Article LI The British Generals shall engage, in case any Indians remain after the surrender of this town, to prevent their coming into the towns, and that they do not in any manner insult the subjects of his Most Christian Majesty.---"Care shall be taken that the Indians do not insult any of the subjects of his Most Christian Majesty."
Article LII The troops and other subjects of his Most Christian Majesty who are to go to France shall be embarked, at latest, fifteen days after the signing of the present capitulation.---"Answered by the 11th article."
Article LIII The troops and other subjects of his Most Christian Majesty who are to go to France, shall remain lodged and encamped in the town of Montreal and other posts which they now occupy, until they shall be embarked for their departure; passports, however, shall be granted to those who shall want then., for the different places of the Colony, to go and attend to their affairs.---"Granted."
Article LIV All the officers and soldiers of the troops in the service of France, who are prisoners in New England, and who were taken in Canada, shall be sent back as soon as possible to France, where their ransom or exchange shall be treated of, agreeable to the cartel; and, if any of these officers have affairs in Canada, they shall have leave to come there.---"Granted."
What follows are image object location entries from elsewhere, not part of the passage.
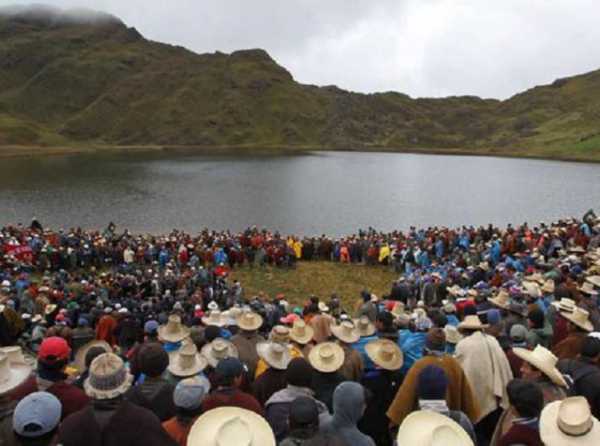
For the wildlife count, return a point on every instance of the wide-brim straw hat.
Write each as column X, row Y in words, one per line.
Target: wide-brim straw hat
column 327, row 357
column 231, row 426
column 12, row 374
column 385, row 353
column 428, row 428
column 594, row 280
column 544, row 360
column 79, row 361
column 276, row 355
column 364, row 326
column 501, row 300
column 186, row 361
column 346, row 332
column 219, row 349
column 472, row 322
column 301, row 333
column 453, row 336
column 173, row 330
column 108, row 378
column 579, row 317
column 249, row 321
column 215, row 317
column 564, row 304
column 569, row 423
column 588, row 288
Article LV As to the officers of the Militia, the Militia-men and the Canadians, who are prisoners in New England, they shall be sent back to their countries.---"Granted, except what regards the Canadians."
Done in the camp before Montreal, this 8th of September 1760. (Signed),   JEFF. AMHERST.
 
Certified to be true, according to the original signed by the Marquis de Vaudreuil, and collated by M. Appy, Secretary of M. Amherst. True Copy. (Signed),   VAUDREUIL.

     A week after the capitulation, on 15 September, Major Robert Rogers captured Fort Detroit and other Great Lakes posts. The French and Indian War, the American theatre of the Seven Years War, was finally over.